Exhibit 5.1


                         CINDY SHY, P.C.
---------------------------------------------------------------------------
                    A PROFESSIONAL CORPORATION


October 29, 2001


Medi-Hut Co., Inc.
1935 Swarthmore Avenue
Lakewood, New Jersey 08701

      Re:   Medi-Hut, Inc.
            Registration Statement on Form SB-2
            To be filed on or about October 31, 2001

Medi-Hut, Co., Inc.:

      We are acting as counsel to Medi-Hut, Inc., a Delaware corporation (the
"Company"), in connection with the preparation of the above-referenced
registration statement on Form SB-2 (the "Registration Statement"), filed by
the Company with the Securities and Exchange Commission (the "Commission") on
or about October 31, 2001.  The Registration Statement relates to the
registration, under the Securities Act of 1933, as amended (the "Act"), of
1,850,000 common shares, par value $0.001, previously issued or to be issued
by the Company.  Capitalized terms used herein and not otherwise defined have
the meanings given to them in the Registration Statement.

      This opinion is delivered in accordance with the requirements of Item
601(b)(5) of Regulation S-B promulgated under the Act.

      In connection with this opinion, we have examined and are familiar with
originals or copies, certified or otherwise identified to our satisfaction, of
(i) the Articles of Incorporation of the Company; (ii) certain resolutions and
written consents of the Board of Directors of the Company relating to the
issuance and registration of the shares (iii) the Registration Statement, and
(iv) such other documents as we have deemed necessary or appropriate as the
basis for the opinions set forth below.  In such examination, we have assumed
the genuineness of all signatures, the legal capacity of natural persons, the
authenticity of all documents submitted to us as certified or photostatic
copies and the authenticity of the originals of such latter documents.  As to
any facts material to this opinion which we did not independently establish or
verify, we have relied upon statements and representations of officers and
other representatives of the Company and others.  Members of our firm are
admitted to the practice of law in the State of Utah, and we express no
opinion as to the laws of any other jurisdiction.

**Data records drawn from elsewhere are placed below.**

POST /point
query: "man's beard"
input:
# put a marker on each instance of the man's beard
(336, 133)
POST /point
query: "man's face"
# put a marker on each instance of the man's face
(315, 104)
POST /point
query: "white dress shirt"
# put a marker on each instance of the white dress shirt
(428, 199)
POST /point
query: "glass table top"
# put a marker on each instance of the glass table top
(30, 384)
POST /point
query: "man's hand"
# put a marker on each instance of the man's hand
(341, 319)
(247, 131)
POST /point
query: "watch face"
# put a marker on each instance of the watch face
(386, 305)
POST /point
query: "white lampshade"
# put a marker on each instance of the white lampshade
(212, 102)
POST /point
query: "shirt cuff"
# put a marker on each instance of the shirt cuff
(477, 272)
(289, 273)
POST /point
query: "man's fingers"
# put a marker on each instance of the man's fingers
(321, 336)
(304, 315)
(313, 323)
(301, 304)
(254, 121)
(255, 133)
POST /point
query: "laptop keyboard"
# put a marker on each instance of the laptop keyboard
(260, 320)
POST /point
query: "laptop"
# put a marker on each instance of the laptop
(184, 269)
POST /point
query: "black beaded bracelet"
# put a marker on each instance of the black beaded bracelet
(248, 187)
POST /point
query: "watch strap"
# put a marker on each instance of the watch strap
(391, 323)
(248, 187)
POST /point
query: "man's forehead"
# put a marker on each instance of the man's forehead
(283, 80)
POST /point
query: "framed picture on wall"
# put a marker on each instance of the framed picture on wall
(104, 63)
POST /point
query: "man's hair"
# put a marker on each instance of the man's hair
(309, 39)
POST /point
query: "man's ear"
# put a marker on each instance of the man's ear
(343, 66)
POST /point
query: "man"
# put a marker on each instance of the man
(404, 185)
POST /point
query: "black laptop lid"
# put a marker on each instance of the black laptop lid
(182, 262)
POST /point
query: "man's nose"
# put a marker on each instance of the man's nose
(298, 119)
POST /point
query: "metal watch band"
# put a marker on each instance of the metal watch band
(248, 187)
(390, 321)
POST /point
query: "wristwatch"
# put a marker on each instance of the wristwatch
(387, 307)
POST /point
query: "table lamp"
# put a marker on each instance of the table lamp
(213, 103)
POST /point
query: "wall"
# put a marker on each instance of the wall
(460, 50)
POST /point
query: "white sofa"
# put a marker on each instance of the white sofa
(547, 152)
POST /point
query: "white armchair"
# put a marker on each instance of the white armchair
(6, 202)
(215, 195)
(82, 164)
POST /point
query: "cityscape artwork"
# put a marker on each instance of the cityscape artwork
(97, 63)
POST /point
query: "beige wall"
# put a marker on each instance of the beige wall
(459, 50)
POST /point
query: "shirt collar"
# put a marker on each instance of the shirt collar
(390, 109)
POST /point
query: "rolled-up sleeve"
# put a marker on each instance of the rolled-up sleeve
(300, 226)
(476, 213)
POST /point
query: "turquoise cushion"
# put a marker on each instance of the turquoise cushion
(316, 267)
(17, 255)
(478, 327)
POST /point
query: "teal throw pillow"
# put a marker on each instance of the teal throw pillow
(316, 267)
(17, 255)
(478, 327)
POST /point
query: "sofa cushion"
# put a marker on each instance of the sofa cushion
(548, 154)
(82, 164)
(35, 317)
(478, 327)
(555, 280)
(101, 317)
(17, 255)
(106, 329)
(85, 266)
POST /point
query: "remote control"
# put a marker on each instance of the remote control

      Based on and subject to the foregoing, we are of the opinion that the
600,000 common shares to be issued by the Company upon exercise of the
warrants, and paid for upon such exercise, will be duly authorized and validly
issued, and fully paid and non-assessable.




______________________________________________________________________________
 525 South 300 East * Salt Lake City, Utah 84111 * (801) 323-2392



Medi-Hut, Inc.
October 29, 2001
Page 2


      We hereby consent to the filing of this opinion with the Commission as
Exhibit 5.1 to the Registration Statement.  We also consent to the reference
to our firm under the caption "Interest of Experts and Counsel" in the
Registration Statement.  In giving this consent, we do not thereby admit that
we are included in the category of persons whose consent is required under
Section 7 of the Act or the rules and regulations of the Commission.


                                    Sincerely,

                                    /s/ Cindy Shy P.C.

                                    Cindy Shy, P.C.